Astrophysics is a discipline where much of the time we are studying light emitted billions of years ago from stars that may now be long-dead. So it is always exciting to be able to announce breaking news. Today NASA approved a $425 million mission called InSight, designed to explore Mars’ crust and interior. The mission will have four instruments. One will determine Mars’ rotation axis. A second will be comprised of a robotic arm and cameras to deploy and monitor other instruments on the surface. A third will measure seismic waves through Mars’ interior, and a fourth will measure heat flow from the interior.
Given the recent Curiosity rover sent to Mars, you might wonder why we need to do more missions to Mars. What else can we learn? Well, a lot, as it turns out. Probing below the red giant’s surface will give us insight (sorry, NASA naming makes punning so easy!) into Mar’s history and in the process likely shed light on our own Earth’s formation as well. Mars is actually more similar to the Earth than you’d think—despite its size and much lighter composition, it would have undergone the same processes as the Earth did during its evolution, such as separation of the crust, mantle and core. But, why bother going to Mars? Surely we have easily accessible information on these processes closer to home, by studying Earth? Mars, however, has been much less geologically active than Earth over its history, so it preserves a more legible and complete record of these formative processes than Earth does.
Let me offer a little more detail on the kind of processes that Mars will tell us about. All terrestrial planets have similar structures, with three parts: a core, a mantle, and a crust. These planets got to be this way through melting and differentiation, both processes that we don’t know much about at present. Differentiation is when the molten outer portions of a planet cool and crystallize, with lighter minerals rising to the surface and heavier minerals sinking to produce the mantle. The heaviest elements present, iron and nickel, sink to form a metallic core—incidentally, it is this that is thought to be responsible for the Earth’s magnetic field. Many properties of a planet today, such as composition of surface rocks, level of volcanic activity, and presence or absence of a magnetic field, depend on the early evolutionary history of these processes. Insight will study things like crust thickness, core size and density, and mantle density and stratification today to determine what this history was.

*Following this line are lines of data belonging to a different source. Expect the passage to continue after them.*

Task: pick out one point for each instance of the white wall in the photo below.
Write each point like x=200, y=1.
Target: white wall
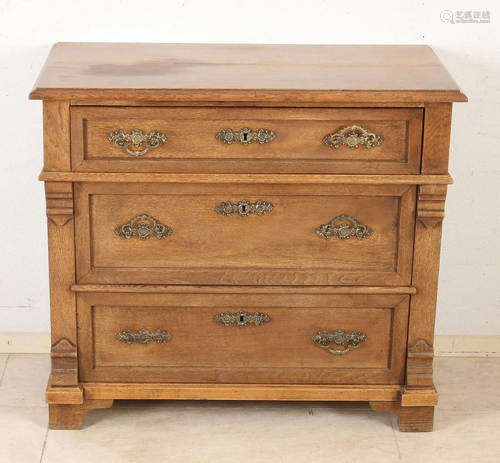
x=469, y=298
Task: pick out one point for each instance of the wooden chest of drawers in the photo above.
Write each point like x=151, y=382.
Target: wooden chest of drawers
x=244, y=222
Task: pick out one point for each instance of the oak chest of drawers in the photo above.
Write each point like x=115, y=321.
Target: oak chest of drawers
x=244, y=222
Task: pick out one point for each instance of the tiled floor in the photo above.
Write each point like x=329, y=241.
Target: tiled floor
x=467, y=425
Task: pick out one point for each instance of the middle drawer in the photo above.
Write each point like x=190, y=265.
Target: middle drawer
x=220, y=234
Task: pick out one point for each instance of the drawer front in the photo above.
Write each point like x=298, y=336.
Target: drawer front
x=189, y=338
x=281, y=234
x=292, y=140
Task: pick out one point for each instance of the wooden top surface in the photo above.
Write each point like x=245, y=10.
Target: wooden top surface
x=267, y=73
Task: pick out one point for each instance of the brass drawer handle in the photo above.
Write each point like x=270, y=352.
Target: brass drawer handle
x=356, y=136
x=244, y=208
x=242, y=319
x=143, y=230
x=245, y=136
x=339, y=338
x=137, y=138
x=144, y=337
x=347, y=227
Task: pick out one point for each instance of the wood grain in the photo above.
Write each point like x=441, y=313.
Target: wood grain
x=195, y=391
x=126, y=177
x=244, y=289
x=410, y=419
x=275, y=248
x=203, y=72
x=298, y=146
x=65, y=416
x=280, y=351
x=385, y=285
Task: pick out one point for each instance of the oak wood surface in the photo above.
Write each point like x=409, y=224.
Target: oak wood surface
x=196, y=391
x=280, y=351
x=70, y=416
x=141, y=177
x=223, y=72
x=277, y=247
x=385, y=285
x=99, y=288
x=410, y=419
x=298, y=146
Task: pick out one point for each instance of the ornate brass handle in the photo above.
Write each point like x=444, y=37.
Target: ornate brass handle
x=339, y=338
x=144, y=337
x=244, y=208
x=137, y=138
x=347, y=227
x=245, y=136
x=143, y=230
x=356, y=136
x=242, y=319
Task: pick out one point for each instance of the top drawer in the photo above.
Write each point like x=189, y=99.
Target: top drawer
x=293, y=140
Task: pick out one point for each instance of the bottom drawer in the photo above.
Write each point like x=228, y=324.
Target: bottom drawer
x=236, y=336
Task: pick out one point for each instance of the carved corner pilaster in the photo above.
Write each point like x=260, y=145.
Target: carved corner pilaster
x=430, y=205
x=59, y=202
x=64, y=356
x=419, y=364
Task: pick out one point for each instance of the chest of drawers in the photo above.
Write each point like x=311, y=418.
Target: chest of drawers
x=244, y=222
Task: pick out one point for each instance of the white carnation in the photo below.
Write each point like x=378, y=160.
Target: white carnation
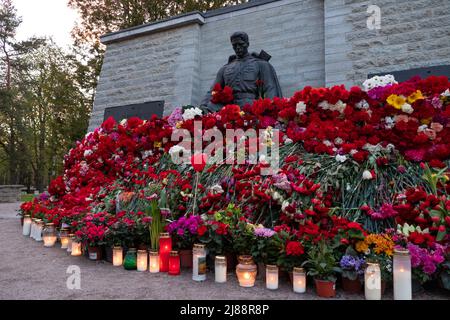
x=407, y=108
x=191, y=113
x=340, y=158
x=301, y=107
x=367, y=175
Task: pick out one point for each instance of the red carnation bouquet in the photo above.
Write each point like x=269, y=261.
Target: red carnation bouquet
x=222, y=96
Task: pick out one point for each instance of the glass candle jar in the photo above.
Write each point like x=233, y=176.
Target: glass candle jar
x=76, y=247
x=199, y=262
x=299, y=280
x=49, y=235
x=38, y=230
x=130, y=261
x=142, y=260
x=165, y=246
x=372, y=281
x=402, y=275
x=220, y=269
x=174, y=263
x=26, y=229
x=64, y=237
x=272, y=277
x=154, y=261
x=117, y=256
x=33, y=228
x=69, y=242
x=246, y=271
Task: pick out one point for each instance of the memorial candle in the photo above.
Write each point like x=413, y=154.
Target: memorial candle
x=272, y=277
x=372, y=281
x=220, y=269
x=49, y=235
x=199, y=262
x=64, y=237
x=38, y=230
x=174, y=263
x=299, y=280
x=117, y=256
x=69, y=243
x=76, y=248
x=154, y=261
x=26, y=229
x=402, y=275
x=33, y=228
x=165, y=246
x=142, y=260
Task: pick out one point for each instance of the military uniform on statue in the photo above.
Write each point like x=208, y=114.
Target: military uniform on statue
x=249, y=75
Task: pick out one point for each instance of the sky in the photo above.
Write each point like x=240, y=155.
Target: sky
x=46, y=18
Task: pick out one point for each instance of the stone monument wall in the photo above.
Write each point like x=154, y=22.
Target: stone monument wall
x=312, y=42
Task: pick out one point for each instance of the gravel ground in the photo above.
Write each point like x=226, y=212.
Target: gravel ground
x=28, y=270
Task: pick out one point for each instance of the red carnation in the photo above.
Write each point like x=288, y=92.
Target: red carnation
x=294, y=248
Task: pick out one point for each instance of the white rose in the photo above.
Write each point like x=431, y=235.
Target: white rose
x=301, y=107
x=367, y=175
x=407, y=108
x=340, y=158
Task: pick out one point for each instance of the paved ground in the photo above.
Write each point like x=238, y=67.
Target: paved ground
x=28, y=270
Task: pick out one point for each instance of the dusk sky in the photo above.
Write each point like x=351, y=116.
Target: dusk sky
x=46, y=18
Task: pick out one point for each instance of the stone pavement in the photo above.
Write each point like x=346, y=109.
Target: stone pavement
x=28, y=270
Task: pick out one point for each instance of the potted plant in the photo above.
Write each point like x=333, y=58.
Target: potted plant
x=379, y=248
x=323, y=266
x=185, y=232
x=291, y=250
x=222, y=237
x=266, y=248
x=91, y=231
x=352, y=267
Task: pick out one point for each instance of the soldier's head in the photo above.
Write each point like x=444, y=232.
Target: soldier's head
x=240, y=43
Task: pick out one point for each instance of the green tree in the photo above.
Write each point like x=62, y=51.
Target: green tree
x=98, y=17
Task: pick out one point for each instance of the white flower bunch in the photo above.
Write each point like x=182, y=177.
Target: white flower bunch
x=301, y=107
x=446, y=93
x=339, y=106
x=363, y=104
x=87, y=153
x=378, y=81
x=175, y=154
x=191, y=113
x=340, y=158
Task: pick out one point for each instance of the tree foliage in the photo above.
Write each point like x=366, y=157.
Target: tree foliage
x=44, y=106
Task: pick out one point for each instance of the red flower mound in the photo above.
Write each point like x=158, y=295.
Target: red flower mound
x=221, y=96
x=294, y=248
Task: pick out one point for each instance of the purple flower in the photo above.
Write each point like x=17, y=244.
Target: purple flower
x=264, y=232
x=281, y=182
x=175, y=117
x=349, y=262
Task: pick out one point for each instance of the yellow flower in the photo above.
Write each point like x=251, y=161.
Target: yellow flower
x=415, y=96
x=361, y=246
x=425, y=121
x=396, y=101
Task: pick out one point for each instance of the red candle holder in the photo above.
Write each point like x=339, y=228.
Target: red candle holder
x=174, y=263
x=165, y=246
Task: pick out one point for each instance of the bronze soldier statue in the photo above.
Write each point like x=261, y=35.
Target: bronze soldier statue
x=241, y=74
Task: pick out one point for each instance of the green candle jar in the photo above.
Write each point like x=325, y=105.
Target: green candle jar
x=130, y=261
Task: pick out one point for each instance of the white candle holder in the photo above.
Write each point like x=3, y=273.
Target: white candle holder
x=402, y=275
x=372, y=281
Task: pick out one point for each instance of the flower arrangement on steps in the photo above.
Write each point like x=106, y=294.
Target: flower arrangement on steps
x=365, y=168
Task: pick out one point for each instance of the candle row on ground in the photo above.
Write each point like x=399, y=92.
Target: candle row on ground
x=167, y=260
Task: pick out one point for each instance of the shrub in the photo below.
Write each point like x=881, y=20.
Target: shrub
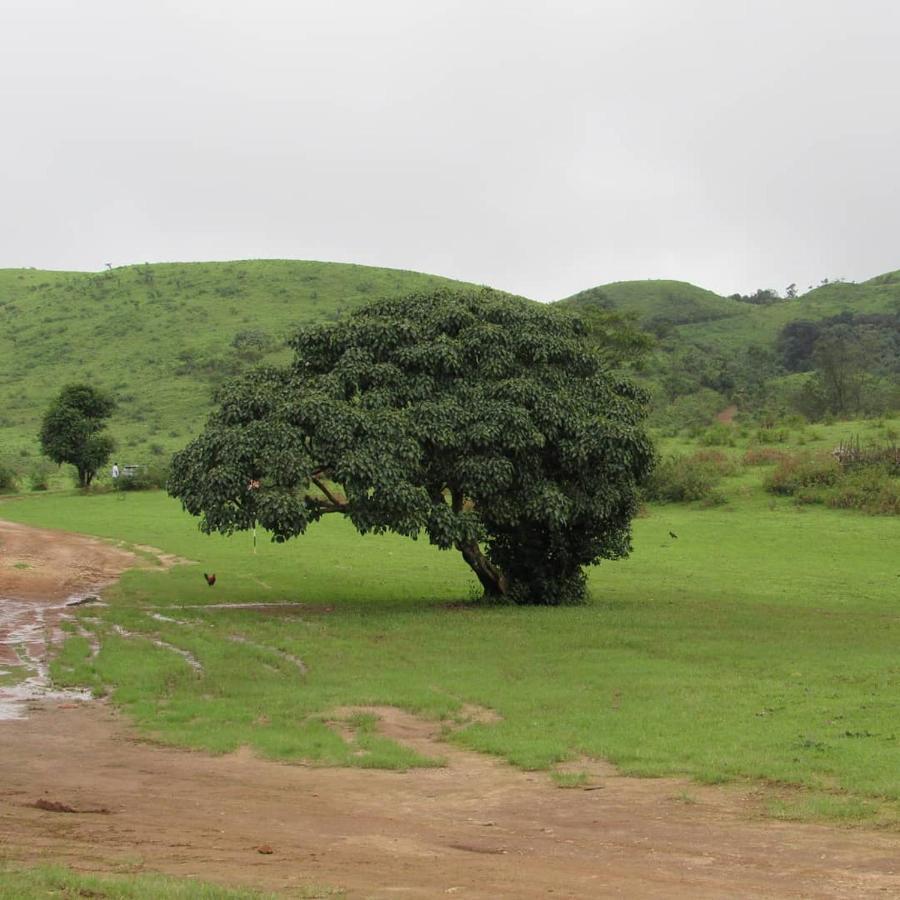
x=764, y=456
x=718, y=435
x=681, y=479
x=39, y=477
x=7, y=479
x=150, y=478
x=803, y=471
x=716, y=460
x=870, y=489
x=772, y=435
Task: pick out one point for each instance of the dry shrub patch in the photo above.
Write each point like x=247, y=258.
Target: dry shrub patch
x=859, y=479
x=682, y=479
x=764, y=456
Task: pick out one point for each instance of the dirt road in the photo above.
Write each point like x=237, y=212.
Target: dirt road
x=476, y=828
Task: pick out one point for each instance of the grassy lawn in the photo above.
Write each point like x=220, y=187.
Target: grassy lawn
x=760, y=643
x=18, y=883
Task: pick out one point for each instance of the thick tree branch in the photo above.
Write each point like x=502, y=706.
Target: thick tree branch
x=336, y=500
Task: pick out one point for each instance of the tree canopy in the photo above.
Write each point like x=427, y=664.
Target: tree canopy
x=72, y=430
x=484, y=421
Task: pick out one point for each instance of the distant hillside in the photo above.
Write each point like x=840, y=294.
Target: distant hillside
x=677, y=302
x=160, y=337
x=700, y=316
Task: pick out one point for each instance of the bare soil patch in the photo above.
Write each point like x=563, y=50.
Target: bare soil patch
x=474, y=828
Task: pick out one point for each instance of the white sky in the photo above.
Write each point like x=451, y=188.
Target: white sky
x=540, y=147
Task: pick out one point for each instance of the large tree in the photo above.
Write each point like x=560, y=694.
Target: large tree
x=484, y=421
x=73, y=428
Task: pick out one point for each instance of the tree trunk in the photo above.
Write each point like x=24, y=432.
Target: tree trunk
x=492, y=579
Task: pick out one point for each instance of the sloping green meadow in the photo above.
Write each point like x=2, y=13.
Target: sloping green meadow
x=161, y=337
x=760, y=643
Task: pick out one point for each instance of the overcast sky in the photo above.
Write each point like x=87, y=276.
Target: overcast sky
x=540, y=147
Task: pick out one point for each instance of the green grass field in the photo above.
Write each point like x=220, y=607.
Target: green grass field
x=18, y=883
x=760, y=643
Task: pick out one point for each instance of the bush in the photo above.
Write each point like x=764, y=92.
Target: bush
x=150, y=478
x=716, y=460
x=682, y=479
x=39, y=477
x=718, y=435
x=7, y=479
x=870, y=489
x=803, y=471
x=764, y=456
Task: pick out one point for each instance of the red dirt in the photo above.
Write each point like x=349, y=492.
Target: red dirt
x=476, y=828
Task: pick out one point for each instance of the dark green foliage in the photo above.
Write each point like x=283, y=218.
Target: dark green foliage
x=39, y=477
x=147, y=478
x=851, y=477
x=7, y=478
x=804, y=470
x=683, y=479
x=72, y=430
x=474, y=417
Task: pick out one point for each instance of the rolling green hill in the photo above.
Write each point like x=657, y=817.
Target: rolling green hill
x=703, y=317
x=677, y=302
x=160, y=337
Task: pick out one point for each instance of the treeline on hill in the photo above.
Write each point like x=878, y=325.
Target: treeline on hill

The mission will be short but sweet, launching in March 2016, landing in September with first results in October, and remaining active until September 2018. How long is that? 720 days, but, if you want to sound really in the know, don’t say that. Say 700 sols, which is the mission’s length in Martian days. Each sol is 37 minutes and 22 seconds longer than an Earth day, and there are 668 of them in a Martian year. So, next time someone asks how long it will take to finish your PhD, impress them by saying it will only take 2 or so Martian years! Of course, time ticks faster on Mars because it is not as deep in the gravitational potential well of the Sun as is Earth, but then, Earth is traveling faster around the Sun than Mars, so Special Relativity will produce some time dilation with the opposite sign. But, if the person who asked about your PhD points this out, you might be dealing with someone who will be perfectly unphased by a completion time quoted in sols!